Weaver's woes erase Yanks' rally

Pitcher allows winning HR after Sierra ties it in ninth


October 23, 2003|By Joe Christensen | Joe Christensen,SUN STAFF

MIAMI - Long after the flash bulbs stopped popping for Roger Clemens last night, Game 4 of the World Series came down to two at-bats involving a pair of New York Yankees bench warmers.

The entire Series turned twice.

First it was Ruben Sierra, overcoming his troubled past with Yankees manager Joe Torre to deliver a two-run, game-tying triple with two outs in the ninth inning after a remarkable eight-pitch battle with Florida Marlins closer Ugueth Urbina.

Then it was Jeff Weaver, entering a game for the first time since Sept. 24, only to have his emotions swing from one extreme to the other. He retired the side in the 11th inning before grooving a fastball to Alex Gonzalez, and watching it sail over the left-field fence to give the Marlins a 4-3 victory in the 12th.

Weaver has been relegated to long relief for the Yankees, and in 14 previous postseason games, they hadn't needed him. Suddenly, with Game 4 dragging past midnight, he got the call.

Gonzalez had 18 home runs during the regular season, but this was his first of the postseason.

"I felt real good [in the 11th inning]," Weaver said. "I was working ahead of the hitters and throwing pitches where I wanted to. I didn't want to walk [Gonzalez]. He's normally a base-hit, gap-to-gap type guy. He did a little more with a fastball than I thought he could with a 3-2 count."

By the end, the Weaver moment overshadowed Sierra's moment. But at the time, it looked like Sierra was another unlikely hero, headed toward Yankee lore.

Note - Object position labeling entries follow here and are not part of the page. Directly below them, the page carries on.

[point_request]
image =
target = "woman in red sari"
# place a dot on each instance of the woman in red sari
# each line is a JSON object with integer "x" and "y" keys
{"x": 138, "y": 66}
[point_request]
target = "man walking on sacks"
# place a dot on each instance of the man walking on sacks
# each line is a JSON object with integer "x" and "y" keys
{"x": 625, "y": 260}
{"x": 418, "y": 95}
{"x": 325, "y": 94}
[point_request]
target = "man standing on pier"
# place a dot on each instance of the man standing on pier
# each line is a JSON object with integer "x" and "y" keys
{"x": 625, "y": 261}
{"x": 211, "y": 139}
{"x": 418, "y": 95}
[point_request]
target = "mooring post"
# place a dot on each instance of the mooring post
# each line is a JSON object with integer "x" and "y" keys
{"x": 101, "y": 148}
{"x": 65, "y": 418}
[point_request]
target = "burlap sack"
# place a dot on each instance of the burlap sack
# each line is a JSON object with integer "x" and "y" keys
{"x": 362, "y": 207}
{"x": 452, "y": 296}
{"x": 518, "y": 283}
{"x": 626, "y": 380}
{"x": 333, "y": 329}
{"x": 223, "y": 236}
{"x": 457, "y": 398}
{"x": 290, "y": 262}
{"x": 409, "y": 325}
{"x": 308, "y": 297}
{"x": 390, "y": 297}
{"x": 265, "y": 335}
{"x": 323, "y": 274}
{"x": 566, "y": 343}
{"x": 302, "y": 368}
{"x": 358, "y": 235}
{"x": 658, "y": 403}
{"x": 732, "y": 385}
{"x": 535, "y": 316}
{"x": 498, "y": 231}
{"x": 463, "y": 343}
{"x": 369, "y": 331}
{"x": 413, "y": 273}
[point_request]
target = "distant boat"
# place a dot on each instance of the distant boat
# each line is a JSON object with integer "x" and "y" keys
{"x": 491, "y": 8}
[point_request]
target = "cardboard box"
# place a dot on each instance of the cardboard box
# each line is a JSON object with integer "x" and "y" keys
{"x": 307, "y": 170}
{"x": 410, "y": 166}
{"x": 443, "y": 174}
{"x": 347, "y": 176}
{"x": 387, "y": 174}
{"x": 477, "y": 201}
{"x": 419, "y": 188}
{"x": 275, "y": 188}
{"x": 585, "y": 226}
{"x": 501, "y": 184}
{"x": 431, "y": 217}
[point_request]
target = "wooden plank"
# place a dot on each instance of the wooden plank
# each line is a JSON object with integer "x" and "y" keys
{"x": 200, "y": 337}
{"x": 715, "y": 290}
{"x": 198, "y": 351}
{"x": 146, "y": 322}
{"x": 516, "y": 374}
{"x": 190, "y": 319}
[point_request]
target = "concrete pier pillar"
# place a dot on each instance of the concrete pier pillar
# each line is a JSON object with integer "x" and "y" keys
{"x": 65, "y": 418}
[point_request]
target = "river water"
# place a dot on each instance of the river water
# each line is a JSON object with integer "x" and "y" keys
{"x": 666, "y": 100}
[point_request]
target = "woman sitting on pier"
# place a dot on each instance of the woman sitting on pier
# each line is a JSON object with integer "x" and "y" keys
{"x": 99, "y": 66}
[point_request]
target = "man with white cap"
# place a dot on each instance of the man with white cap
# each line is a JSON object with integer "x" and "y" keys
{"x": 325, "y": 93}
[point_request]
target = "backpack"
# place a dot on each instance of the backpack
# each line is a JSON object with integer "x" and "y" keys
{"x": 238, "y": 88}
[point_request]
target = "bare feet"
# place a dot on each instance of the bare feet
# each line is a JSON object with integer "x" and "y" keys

In his 1997 book "Chasing the Dream," Torre called Sierra the toughest player he ever had to manage. Torre and Sierra clashed about playing time in 1996, and at one point, Sierra called Torre a liar.

The club finally solved the problem by trading Sierra to the Detroit Tigers.

A couple of years later, during spring training, Sierra talked to Torre and cleared the air. Earlier this season, the Yankees were desperate for a veteran bat off the bench, so on June 6, they re-acquired Sierra from the Texas Rangers.

"You never know in this game," Sierra told the Hartford Courant at the time.

"I wasn't mature then. This is a new Ruben."

So with two outs in the ninth, and the Marlins protecting a 3-1 lead, Torre summoned Sierra to pinch-hit for Karim Garcia.

Sierra strolled to the plate, a switch-hitter batting from the left side.

With a 3-0 count, Urbina came back with a fastball on the outside corner for a strike. He put his next pitch in the exact same location for strike two. He came back again twice, with the same pitch in the exact same location, and Sierra fouled the pitches off, staying alive.

Then, finally, on the eighth pitch of the at-bat, Marlins catcher Ivan Rodriguez set up on the outside corner again. But Urbina threw the pitch, belt-high, over the inner half of the plate, and Sierra drilled it down the right-field line.

Down to their final strike, the Yankees had struck again. Bernie Williams scored from third, and pinch runner David Dellucci scored from first. Sierra raced around the bases for a stand-up triple.

"I've never been to the World Series before," Sierra said, "so that was one of the biggest [hits of his career]."